This Study analyses the role and contribution of 1st generation (1G) biofuels in decarbonising road transport in France by 2030. Beyond the debate on the more or less decarbonised nature of these fuels, the analysis presents an inventory of the many issues at stake in the upstream production chain, in the light of recent dynamics (origin, availability, agro-environmental and energy balance, etc.) and the regulatory framework specifying the supply of biodiesel and bio-gasoline. It questions the objectives and tools of public policies in place, with regard to the use of 1st generation biofuels in transport between now and the end of the decade.
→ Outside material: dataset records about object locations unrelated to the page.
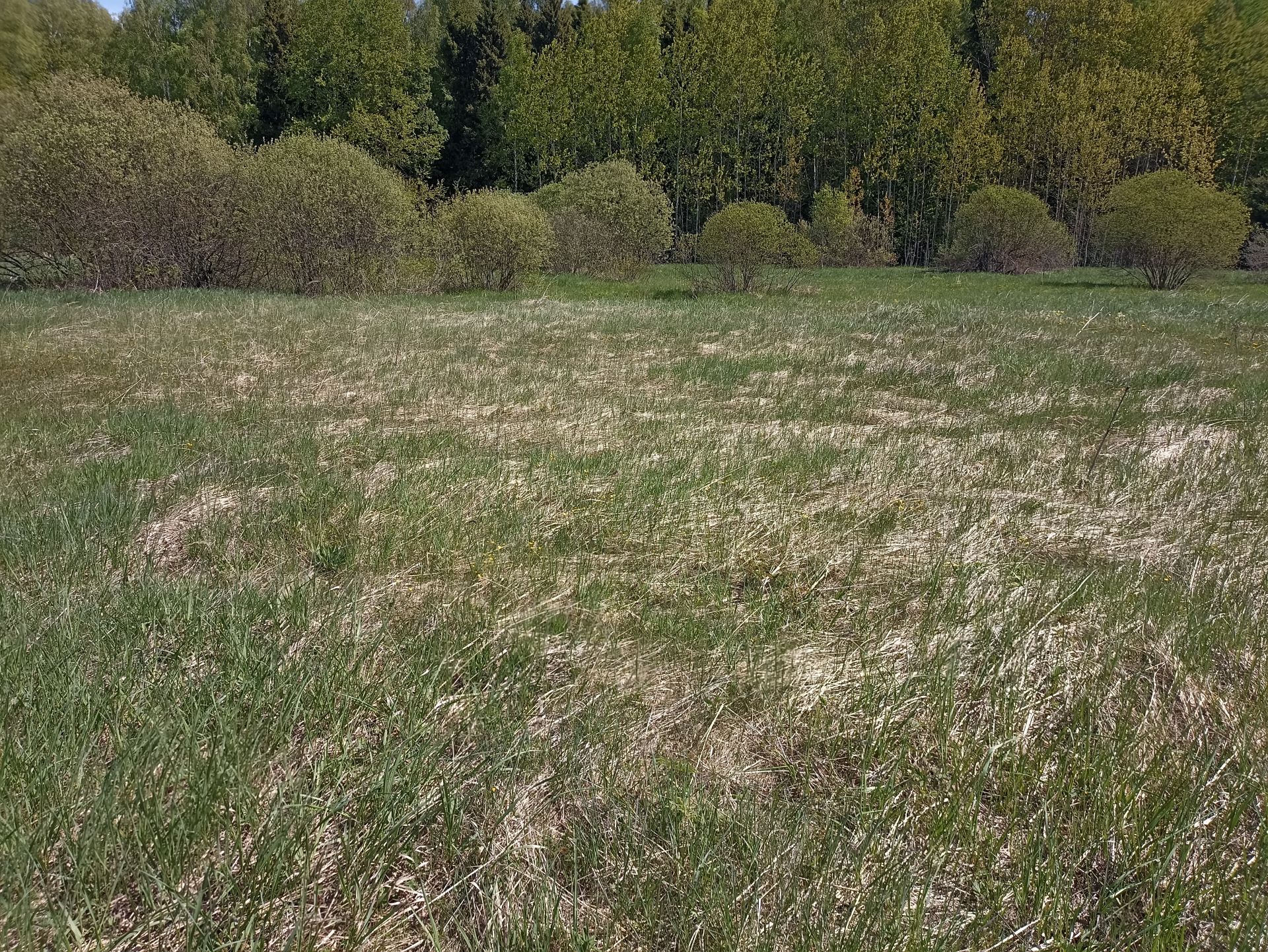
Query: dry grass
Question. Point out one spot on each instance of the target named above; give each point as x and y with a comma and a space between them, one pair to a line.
591, 620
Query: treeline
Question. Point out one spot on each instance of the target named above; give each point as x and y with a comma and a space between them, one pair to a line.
905, 106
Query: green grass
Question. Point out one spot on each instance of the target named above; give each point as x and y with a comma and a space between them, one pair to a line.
606, 618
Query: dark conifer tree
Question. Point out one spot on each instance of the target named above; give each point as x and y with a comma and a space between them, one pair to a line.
471, 63
271, 34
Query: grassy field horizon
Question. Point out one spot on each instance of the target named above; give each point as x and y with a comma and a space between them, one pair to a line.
911, 610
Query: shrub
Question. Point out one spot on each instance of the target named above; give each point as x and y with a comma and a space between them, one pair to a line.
1006, 231
845, 235
1166, 226
491, 240
1255, 255
746, 242
111, 190
322, 216
608, 220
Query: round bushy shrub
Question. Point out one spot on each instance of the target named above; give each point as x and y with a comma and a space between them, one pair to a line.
1006, 231
491, 240
102, 188
322, 216
1166, 226
845, 235
747, 242
608, 220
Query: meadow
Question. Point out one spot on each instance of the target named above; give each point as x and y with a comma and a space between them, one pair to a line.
913, 611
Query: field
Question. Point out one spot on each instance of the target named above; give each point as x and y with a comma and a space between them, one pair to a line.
922, 611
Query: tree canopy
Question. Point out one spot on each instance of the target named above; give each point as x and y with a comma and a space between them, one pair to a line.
909, 104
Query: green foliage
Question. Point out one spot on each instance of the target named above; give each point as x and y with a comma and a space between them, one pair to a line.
1167, 224
110, 190
845, 235
1088, 92
20, 55
491, 240
1006, 231
471, 61
747, 242
1255, 254
195, 52
322, 216
74, 34
354, 70
608, 221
Read the article online (in French) on the Institut Mobilités en Transition website

Key Messages

  • National biofuel consumption is largely based on imported raw materials (48% for gasoline and 78% for diesel in 2022). This dependence on imports calls into question the "national sovereignty" argument regularly put forward in debates.
  • The difficulty of establishing the traceability of raw materials generates considerable uncertainty about the full environmental balance and energy rate of return of biofuels, even though these elements are already hotly debated in the context of what is claimed to be better domestic production. The environmental and energy balance of this solution is therefore only partially mastered, compared with other transitional alternatives for road transport.
  • The European directive for renewable energies REDII limits to 7% the share of energy from first-generation biofuels consumed in all transport in each member country. Against this backdrop, and given that the usual fuels distributed at the pump (B7, B10, SP95-E10, etc.) already contain up to 5%, 7% or 10% biofuel by volume, it seems complicated, if not impossible, to significantly develop biofuels with a high incorporation of first-generation biomass (E85 and B100). Yet the French tax framework continues to favor the latter. There is therefore a risk that marketers will gradually withdraw from supplying conventional fuels (B7, B10, etc.). Such a development would have no environmental added value overall, but would generate a loss of tax revenue for the public authorities that the authors estimate at €507 million in 2022.